Mortlach had a rebrand a few years ago and a new collection of bottles was developed for the “Beast of Dufftown”. This 20 year old is the oldest in the range and comes in at £200 a bottle but I have written about the 16 year old in the past which is the middle child in the range. For positive words on that bottle you can check out MORTLACH 16 YEAR OLD Distiller’s Dram. This makes it a direct competitor to Balvenie 21 Year Old Portwood we looked at earlier.

Before we move into looking at the whisky let’s consider what makes Mortlach interesting. There is a unique distillation process delivering a 2,81 times distilled new make condensed in worm tubs. The distillery is interesting in having 6 stills and each one is different to work together to create a blended spirit to use in maturation. Georgie Bell has a good detailed explanation of the process which I will stick below as I found it:

The first of these is the pairing of wash still #3 and spirit still #3 to create a malty distillate.
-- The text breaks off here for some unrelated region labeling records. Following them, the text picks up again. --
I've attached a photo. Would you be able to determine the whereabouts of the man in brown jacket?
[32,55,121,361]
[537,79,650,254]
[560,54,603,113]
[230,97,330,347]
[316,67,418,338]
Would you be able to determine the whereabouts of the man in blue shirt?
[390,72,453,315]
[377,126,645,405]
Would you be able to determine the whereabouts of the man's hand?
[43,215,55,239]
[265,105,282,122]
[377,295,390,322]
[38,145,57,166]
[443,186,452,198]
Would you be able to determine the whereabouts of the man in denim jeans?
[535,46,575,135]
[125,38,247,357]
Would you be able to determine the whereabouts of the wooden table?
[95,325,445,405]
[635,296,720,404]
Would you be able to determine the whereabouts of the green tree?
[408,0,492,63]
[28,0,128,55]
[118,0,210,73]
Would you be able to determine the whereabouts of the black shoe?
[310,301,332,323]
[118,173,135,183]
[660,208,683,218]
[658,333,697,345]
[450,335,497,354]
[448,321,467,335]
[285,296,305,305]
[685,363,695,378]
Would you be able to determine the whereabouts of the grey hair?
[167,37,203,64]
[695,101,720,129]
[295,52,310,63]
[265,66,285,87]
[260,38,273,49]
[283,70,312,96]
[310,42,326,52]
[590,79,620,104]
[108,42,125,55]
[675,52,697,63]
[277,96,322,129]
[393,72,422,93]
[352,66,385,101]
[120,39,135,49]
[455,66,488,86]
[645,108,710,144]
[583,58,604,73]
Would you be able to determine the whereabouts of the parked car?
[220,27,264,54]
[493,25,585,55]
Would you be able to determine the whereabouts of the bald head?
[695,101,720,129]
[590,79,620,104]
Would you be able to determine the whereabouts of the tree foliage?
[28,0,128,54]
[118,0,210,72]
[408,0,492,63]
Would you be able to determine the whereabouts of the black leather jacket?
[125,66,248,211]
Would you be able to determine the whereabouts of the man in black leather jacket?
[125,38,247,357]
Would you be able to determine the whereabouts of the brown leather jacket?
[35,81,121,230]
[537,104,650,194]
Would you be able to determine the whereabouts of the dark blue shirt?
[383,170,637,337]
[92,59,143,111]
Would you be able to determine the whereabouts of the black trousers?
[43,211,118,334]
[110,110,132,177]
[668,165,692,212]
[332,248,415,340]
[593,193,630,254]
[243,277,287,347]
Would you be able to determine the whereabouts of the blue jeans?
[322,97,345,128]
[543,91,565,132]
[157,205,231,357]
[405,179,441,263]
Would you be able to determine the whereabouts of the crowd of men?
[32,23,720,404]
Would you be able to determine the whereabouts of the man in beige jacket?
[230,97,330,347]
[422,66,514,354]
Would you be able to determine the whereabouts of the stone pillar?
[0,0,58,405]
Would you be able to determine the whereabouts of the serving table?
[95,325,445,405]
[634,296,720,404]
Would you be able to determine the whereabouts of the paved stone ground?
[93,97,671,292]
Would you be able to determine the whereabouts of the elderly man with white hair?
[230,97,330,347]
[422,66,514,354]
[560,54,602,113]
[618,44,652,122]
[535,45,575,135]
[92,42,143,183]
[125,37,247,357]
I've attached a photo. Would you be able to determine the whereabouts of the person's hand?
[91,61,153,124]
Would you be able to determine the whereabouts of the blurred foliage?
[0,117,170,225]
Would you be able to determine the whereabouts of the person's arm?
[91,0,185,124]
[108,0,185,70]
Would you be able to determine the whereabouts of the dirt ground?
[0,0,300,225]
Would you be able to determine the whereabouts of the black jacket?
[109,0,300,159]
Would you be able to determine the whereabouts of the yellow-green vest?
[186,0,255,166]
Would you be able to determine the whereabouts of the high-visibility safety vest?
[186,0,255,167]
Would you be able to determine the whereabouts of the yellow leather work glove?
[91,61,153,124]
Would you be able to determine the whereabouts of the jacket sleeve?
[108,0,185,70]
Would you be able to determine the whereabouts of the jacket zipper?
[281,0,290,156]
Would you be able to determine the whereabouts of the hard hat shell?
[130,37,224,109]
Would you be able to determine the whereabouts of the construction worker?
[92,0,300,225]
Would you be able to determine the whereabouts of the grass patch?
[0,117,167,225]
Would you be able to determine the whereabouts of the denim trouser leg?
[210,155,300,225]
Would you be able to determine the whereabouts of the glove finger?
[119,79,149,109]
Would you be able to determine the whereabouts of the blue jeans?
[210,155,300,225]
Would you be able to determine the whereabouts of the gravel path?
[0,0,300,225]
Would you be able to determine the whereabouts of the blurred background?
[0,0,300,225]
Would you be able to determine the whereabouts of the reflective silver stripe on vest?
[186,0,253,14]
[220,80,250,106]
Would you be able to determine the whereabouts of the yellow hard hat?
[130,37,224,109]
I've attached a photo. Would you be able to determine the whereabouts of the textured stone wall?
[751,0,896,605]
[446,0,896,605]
Wash stills 1 and 2 work as a pair, which is unusual. All the runs are split into halves, the heads and the tails. The first half from wash stills 1 and 2 are the low wines and the lighter half. These are run through spirit still #2 which creates a lighter floral distillate.

The heavier half of wash stills #1 and #2 is run that through spirit still #2 once but no cuts are taken. Everything that has been through the stills is run through a second time but with the tails from wash stills #1 and #2. The richer half and the heavier half get even richer and more viscous.

“If spirit still #1 is small and its filled high, then it’s a bit of a copper contact. So taking it around twice is not really cleaning it to that same effect, so no cuts are taken. Everything that has gone around that second time is run through a third time with the set of heads from wash stills #1 and #2 because by this point, it has become way too thick and way too viscous. A spirit cut is taken from that.”

A spirit cut is then taken from spirit still #1 from every third run. Mortlach use worm tub condensers and the water is cold at 10 degrees, which means as soon as that vapour hits the copper, it turns back into liquid. So when the spirit is in liquid form, the copper cannot do its work, so every part of the production process is calibrated to create this character, and this has been calculated to be 2.81.

http://www.cocktailsandbars.com/mortlach-2-81-distillation-process-explained/

So to the main event

My Thoughts

Colour – marmalade orange

Nose – light, nutty and slightly astringent. overall very shy

Palate – zested mixture of citric peels which turns of mint leaves and polo mints

Finish – the bitterness of the citric peel contains and lingers on the tip of your tongue

For 20 years of sherry maturation this isn’t so much of a beast as a tamed zoo animal with the life gone from its poor eyes. Looking back at my notes on the 16 year old I would just buy 2 of those.